Psycholinguistic databases consist of sequences in the native language words, pseudowords, nonwords etc. with some features like abstractness, number of phones etc. Here are the definitions of the same:
- Words: Actual meaningful tokens in a language’s dictionary.
- Pseudowords: Tokens that sound like words, but don’t have a meaning assigned to them yet.
- Non words: Tokens which are neither a part of the lexicon nor sound like words in the language.
Pseudowords are of immense use in psycholinguistic batteries used to diagnose reading and language disabilities like Aphasia, Dyslexia, etc. They are useful in measuring how intact a patient’s semantic/lexical judgement abilities are. For instance, if they can correctly separate all pseudowords from words, then don’t have an aphasia which affected their semantic abilities.
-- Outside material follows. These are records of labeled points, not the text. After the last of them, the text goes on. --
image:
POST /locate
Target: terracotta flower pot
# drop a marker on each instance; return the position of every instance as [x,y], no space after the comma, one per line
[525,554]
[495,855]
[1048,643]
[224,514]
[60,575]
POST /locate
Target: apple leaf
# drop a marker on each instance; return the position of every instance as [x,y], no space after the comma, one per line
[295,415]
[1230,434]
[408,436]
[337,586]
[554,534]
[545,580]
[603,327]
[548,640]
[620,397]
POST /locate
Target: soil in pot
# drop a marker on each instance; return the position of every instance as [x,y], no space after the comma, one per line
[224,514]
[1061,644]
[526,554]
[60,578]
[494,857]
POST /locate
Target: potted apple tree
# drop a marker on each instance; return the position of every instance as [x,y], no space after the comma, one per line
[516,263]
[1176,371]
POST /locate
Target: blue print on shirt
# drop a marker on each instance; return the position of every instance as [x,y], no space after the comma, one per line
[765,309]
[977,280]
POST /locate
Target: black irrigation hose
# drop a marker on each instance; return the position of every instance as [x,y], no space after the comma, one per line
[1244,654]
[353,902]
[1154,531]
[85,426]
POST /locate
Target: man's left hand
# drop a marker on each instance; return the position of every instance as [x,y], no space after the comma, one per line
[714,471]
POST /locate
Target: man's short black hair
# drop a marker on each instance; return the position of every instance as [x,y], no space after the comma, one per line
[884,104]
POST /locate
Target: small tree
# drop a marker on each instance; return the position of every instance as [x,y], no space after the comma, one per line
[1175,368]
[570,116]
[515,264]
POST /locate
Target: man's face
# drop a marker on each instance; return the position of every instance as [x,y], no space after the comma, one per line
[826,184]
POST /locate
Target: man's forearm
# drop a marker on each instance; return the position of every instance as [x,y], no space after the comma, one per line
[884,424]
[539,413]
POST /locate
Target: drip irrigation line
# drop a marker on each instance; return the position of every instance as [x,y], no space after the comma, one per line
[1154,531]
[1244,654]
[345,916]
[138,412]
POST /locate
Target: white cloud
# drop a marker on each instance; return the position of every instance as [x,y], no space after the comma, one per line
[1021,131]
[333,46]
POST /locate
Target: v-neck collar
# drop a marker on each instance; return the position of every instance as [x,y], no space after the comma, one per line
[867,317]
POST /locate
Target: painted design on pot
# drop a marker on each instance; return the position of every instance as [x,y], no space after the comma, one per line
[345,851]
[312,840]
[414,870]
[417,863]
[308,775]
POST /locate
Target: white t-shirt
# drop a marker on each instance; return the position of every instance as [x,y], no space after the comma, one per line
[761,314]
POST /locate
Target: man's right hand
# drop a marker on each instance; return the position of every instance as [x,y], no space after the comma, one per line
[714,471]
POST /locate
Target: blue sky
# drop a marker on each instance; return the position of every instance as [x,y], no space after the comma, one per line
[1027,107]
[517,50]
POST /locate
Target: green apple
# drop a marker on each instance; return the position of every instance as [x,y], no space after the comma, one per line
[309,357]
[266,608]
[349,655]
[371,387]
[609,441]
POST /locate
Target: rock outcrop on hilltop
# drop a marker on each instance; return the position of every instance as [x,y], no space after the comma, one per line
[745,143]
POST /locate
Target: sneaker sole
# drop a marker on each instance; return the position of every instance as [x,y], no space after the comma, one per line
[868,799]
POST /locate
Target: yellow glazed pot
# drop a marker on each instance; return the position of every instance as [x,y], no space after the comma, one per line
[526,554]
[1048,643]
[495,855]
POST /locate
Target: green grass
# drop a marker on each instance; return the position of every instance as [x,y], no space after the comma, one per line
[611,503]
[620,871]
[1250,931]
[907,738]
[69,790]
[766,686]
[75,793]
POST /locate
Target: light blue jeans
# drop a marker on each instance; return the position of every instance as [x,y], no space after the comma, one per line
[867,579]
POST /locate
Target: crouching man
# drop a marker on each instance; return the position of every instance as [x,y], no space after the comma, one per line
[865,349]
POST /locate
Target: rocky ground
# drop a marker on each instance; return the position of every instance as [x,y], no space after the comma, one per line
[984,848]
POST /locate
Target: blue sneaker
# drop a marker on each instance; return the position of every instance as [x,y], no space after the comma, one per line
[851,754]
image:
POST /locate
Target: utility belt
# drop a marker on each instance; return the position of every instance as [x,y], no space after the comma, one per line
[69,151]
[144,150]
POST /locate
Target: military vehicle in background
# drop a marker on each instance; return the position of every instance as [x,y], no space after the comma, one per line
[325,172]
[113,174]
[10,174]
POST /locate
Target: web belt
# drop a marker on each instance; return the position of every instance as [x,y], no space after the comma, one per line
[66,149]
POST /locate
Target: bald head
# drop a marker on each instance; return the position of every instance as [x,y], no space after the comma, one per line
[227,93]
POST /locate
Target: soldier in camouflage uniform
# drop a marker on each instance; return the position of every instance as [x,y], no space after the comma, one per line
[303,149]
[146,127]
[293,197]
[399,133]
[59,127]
Till now, the clinicians have relied on ad-hoc approaches to form pseudowords for use. But these might not conform to an individual’s understanding of the sounds in the native dialect of Hindi or can be unfair towards actual words that clinicians didn’t know of. Hence it is crucial to have a dependable method that can be used to generate Hindi Pseudowords.
In this project we aim to design and conduct experiments to validate pseudowords generated by a deep learning model which understands a language’s phonology, to validate their closeness to being an actual Hindi word according to native Hindi speakers. This is crucial for enhancing the reliability of this model and then expanding to other languages in the Indian subcontinent.